Em dia de evento o Cachorrão fecha a entrada principal e deixa só o corredor lateral de portaria. Na calçada é que se reúne a maior parte da clientela. O Cavernas já foi tosco pra cacete mas reformas graduais melhoraram os banheiros, o bar e o calor, uns puta ventiladores na área do palco. Mesmo assim continua um inferno quando enche, afinal, Cuiabá, brisa de cu é rôla. Por isso sempre a calçada apinhada, rodinhas espalhadas pelo meio-fio, do outro lado da rua, na boca dos estacionamentos fechados. Meia-noite é o ponto e a gente começa a tocar pouco depois disso. Nenhum conhecido meu nas rodas ainda. Nada do Gargalo.

Pego o celular. Necas de mensagem também. Dou um golão de djelar amídala e vejo Ariane descendo a rua com Lolita. Ariane, riscada nos braços e pernas, começou a trampar num estúdio de tattoo mês passado. Ela tá agilizando um desconto pra mim, quero fazer o zepelim do Led Zeppelin na batata. A gente se pega de vez em quando, nada sério, ela não quer namoro, nem eu. Lolita é a mina do Brunão. Moram juntos tem mó cara. Ela não tem tattoo nenhuma, cabelo curtinho, veste umas roupas estilosas, laços, sempre branco e preto, um lance pin-up, tanto que faz propaganda pras bandas que rodam camisetas e tal.
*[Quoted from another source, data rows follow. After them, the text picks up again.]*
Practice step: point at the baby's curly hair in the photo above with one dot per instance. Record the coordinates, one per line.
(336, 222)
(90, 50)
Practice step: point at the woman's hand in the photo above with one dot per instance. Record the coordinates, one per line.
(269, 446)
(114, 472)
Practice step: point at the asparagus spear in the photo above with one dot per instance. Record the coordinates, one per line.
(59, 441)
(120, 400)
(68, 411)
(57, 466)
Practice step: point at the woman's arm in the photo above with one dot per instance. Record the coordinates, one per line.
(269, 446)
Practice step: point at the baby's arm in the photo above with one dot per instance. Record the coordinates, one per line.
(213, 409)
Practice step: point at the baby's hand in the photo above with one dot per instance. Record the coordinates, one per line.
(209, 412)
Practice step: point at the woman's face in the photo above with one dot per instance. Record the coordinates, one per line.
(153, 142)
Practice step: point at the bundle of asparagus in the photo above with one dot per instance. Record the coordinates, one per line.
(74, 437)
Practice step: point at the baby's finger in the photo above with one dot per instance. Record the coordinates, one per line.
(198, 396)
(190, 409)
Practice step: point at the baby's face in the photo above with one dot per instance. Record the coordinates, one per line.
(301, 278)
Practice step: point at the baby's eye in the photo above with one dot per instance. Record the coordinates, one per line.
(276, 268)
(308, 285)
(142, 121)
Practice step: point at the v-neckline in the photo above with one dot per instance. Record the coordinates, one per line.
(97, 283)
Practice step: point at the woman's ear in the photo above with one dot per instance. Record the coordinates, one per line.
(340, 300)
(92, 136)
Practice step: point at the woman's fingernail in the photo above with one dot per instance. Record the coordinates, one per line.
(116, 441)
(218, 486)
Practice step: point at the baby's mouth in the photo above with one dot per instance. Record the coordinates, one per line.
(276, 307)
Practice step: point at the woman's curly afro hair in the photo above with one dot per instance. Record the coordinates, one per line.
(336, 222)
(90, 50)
Queridona.

Oi, Tuím. Oi, meninas. O pessoal já tá todo aí?, Lolita pergunta. Menos o Gargalo, digo, passando a cerva pra Ariane. Vou lá dar um oi pro Brunão, Lolita diz, e vai, e Ariane me abraça, fala que tá com saudade. Lasco um beijo rápido, ela me devolve a cerva e vai atrás da amiga.
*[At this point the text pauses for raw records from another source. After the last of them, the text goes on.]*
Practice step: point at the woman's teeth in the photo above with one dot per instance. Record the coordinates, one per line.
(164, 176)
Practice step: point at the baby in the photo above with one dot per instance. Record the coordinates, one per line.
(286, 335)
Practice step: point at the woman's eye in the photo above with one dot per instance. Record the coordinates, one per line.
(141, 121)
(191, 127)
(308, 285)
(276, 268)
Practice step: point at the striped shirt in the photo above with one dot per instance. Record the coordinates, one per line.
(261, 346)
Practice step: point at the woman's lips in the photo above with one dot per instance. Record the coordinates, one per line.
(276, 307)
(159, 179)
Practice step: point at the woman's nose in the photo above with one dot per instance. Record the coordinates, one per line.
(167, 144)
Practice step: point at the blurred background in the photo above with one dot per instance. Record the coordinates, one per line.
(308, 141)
Marcola chega, ouço o ronco da moto quando atravessa a Isaac Póvoas. Dá aqueles pipocos de acelerada enquanto estaciona nas vagas cobertas do terreno vizinho. É um cara legal mas convencido bagarai, quando bebe perde a noção. O melhor é encontrar ele ainda na boa. Xaê, mano veio, ele diz, socando minha mão, dando um abraço, o cheiro de cachaça impregnado. O fela da puta fez esquenta em casa. Diz aí, Tuím, cê que manja dos paranauê. Tô querendo comprar um cel novo, não sei se pego LG ou Samsung. Pega o que cê quiser menos iPhone, digo. É um saco colocar música nele. Pô, mas todo mundo elogia. Todo mundo que tem grana e paciência. Não você que baixa tudo no torrent. É só jogar a pasta lá dentro, saca? Pode crer, Tuím. E outra, cê ainda tá mexendo com computador? Meu note deu pau, tá reinicializando sozinho… Ô, Marcola, tenho que dar um pulo lá dentro e falar com o pessoal da banda, depois a gente se tromba, belê?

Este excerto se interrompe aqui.